As the U.N. climate change talks approach in December, the popular narrative around the death of coal—by far the most carbon-intensive fuel—makes the prospect of reaching an ambitious climate agreement seem that much easier. But this understates the severity of the challenge. Real progress on a global scale will require acknowledging that the world’s coal consumption will remain a growing concern for decades.
It certainly is true that coal firms in the U.S. are in a tough spot. The Dow Jones U.S. Coal Index, which captures the largest listed coal companies, has fallen 88% in the last five years. By comparison, the S&P 500 is up more than 70% over the same period.
Alpha Natural Resources, once the second-largest coal producer in America, filed for bankruptcy in August; six other smaller producers did the same over the past year. Domestic coal prices have fallen by more than 40% since 2011. Coal’s share in U.S. power generation is down from 50% in 2005 to 36% today, and the Clean Power Plan is projected to push it below 30% by 2030.
In Europe, which has a cap-and-trade system and has been aggressively encouraging renewable energy, coal’s share of power generation declined from 29% to 27% between 2005 and 2013. Total coal use is down 15% since 2005, as electricity use has declined. Looking forward, European environmental rules are expected to reduce coal use further by 26% by 2025.
Globally, however, any reports of coal’s death are premature.
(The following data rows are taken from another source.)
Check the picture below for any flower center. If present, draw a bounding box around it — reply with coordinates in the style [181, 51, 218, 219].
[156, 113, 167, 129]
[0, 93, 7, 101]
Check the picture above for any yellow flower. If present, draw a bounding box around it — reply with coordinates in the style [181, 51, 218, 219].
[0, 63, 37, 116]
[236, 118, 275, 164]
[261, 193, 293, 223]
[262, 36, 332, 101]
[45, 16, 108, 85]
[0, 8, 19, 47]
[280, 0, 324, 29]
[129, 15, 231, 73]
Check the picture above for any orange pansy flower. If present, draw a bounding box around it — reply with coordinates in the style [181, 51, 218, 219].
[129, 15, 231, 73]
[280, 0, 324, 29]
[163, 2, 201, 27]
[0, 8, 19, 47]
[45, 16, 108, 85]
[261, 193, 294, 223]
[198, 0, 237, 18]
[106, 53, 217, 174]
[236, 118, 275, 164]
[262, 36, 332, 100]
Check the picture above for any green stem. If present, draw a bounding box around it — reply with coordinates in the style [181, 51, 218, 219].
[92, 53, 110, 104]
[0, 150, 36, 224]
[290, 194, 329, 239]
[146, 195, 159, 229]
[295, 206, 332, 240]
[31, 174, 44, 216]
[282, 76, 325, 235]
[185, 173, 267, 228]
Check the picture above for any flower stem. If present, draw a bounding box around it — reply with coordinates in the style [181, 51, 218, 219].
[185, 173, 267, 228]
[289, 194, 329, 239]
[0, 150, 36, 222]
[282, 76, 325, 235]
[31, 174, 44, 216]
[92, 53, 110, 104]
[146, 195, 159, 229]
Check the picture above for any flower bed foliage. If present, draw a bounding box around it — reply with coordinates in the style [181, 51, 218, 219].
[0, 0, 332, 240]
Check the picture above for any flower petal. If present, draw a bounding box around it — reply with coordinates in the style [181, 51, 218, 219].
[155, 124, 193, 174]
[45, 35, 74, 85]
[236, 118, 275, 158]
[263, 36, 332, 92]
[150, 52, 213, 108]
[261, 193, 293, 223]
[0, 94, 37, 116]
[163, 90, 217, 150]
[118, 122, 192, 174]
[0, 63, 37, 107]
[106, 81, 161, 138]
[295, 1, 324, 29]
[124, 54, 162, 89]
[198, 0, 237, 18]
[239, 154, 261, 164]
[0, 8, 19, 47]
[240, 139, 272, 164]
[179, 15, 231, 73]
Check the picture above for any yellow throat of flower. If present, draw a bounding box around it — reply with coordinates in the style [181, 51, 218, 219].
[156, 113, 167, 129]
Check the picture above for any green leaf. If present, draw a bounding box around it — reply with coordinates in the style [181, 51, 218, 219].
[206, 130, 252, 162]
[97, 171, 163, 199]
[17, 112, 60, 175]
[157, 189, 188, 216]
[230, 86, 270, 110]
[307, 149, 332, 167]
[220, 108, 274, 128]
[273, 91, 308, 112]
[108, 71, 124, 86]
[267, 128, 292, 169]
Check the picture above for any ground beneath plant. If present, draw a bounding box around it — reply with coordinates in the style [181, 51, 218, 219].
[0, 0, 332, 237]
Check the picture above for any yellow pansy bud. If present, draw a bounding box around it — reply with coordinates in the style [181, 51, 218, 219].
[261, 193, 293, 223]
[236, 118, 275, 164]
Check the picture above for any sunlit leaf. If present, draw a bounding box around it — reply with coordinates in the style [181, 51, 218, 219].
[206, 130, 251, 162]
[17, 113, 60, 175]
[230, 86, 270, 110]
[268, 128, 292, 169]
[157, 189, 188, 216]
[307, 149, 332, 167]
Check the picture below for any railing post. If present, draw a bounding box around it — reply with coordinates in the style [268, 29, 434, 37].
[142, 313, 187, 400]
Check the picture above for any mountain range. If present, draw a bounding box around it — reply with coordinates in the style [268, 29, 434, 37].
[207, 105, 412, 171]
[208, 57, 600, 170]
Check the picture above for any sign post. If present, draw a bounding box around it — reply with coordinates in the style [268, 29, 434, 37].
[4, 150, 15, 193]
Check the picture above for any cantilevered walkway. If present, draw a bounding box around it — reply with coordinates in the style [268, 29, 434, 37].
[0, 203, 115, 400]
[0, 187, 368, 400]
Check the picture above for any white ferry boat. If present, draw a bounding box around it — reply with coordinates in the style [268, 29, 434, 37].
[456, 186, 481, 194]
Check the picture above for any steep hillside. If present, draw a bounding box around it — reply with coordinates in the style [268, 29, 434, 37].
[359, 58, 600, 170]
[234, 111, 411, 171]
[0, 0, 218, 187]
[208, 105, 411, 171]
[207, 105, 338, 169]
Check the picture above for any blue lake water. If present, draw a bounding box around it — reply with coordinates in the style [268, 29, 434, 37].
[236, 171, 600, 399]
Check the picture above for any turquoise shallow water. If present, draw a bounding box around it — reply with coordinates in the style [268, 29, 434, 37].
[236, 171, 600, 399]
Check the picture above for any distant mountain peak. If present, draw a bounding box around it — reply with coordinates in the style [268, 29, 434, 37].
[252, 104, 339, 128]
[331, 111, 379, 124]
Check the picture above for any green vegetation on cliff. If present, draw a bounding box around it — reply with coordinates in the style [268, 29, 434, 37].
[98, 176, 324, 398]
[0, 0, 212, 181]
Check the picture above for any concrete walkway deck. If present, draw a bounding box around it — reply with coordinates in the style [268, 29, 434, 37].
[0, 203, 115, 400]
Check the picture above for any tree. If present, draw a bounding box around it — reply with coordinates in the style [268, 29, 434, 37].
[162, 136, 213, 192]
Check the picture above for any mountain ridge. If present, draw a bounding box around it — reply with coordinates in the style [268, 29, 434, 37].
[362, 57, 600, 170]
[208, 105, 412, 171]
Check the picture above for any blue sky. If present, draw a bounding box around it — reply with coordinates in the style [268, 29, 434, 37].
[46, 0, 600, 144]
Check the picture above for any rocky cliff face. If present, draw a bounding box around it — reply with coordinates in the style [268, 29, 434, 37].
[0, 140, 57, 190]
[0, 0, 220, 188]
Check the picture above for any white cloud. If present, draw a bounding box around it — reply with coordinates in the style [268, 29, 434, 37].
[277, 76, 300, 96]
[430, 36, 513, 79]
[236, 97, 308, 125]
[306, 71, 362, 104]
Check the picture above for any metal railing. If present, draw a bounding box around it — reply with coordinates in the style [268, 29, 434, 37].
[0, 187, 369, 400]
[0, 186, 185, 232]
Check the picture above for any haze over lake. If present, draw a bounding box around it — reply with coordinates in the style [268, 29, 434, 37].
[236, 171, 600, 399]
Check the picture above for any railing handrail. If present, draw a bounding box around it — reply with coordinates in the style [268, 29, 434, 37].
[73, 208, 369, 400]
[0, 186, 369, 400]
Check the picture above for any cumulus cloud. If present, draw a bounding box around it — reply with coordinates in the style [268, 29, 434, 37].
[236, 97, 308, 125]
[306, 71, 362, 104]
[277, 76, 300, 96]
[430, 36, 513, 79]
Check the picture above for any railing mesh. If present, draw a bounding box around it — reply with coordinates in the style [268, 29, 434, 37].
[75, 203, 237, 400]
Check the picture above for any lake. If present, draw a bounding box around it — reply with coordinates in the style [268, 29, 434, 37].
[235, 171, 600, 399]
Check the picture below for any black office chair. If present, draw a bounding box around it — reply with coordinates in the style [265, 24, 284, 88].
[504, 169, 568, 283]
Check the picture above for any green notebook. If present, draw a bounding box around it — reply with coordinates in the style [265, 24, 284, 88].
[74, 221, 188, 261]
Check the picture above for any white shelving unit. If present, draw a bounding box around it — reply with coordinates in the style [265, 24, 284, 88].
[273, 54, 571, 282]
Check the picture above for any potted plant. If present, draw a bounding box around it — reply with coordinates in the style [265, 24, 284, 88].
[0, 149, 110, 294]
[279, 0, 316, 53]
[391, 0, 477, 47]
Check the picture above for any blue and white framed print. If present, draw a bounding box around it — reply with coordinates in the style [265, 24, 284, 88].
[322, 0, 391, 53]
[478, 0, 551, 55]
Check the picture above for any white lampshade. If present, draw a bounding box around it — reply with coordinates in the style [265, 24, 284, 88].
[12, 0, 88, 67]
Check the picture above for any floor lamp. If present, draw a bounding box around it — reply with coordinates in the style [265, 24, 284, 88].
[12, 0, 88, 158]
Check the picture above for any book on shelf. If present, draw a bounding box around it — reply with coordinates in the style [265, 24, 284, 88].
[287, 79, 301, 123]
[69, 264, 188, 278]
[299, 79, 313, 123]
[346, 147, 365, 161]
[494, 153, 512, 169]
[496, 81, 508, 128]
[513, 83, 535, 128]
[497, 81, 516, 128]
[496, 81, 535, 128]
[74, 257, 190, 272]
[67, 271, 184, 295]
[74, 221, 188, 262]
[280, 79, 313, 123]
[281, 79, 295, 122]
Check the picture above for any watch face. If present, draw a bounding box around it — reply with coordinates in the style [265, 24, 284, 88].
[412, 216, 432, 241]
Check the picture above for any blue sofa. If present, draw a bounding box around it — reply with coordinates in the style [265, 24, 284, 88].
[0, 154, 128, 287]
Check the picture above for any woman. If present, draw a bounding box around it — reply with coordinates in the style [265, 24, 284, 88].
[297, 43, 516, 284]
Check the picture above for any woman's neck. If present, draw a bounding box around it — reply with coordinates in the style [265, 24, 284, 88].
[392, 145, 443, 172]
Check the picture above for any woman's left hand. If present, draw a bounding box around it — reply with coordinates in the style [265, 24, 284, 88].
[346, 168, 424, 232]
China, which consumes half the world’s coal, is key to the fuel’s outlook. Until very recently, coal use in China had been projected to increase continuously through at least 2040. That outlook is much bleaker today. But even if Chinese coal use may be plateauing, as some data sources suggest, it will face a long sunset, not a sharp decline.
China is taking significant steps to reduce its choking air pollution, and in small industrial plants and residential boilers coal is being phased out. But for electricity and steel production, which account for four-fifths of China’s coal use, cleaning up the air predominantly means installing technology on existing coal plants rather than permanently closing a sizable portion of its coal power plants—and that technology does nothing to combat carbon pollution.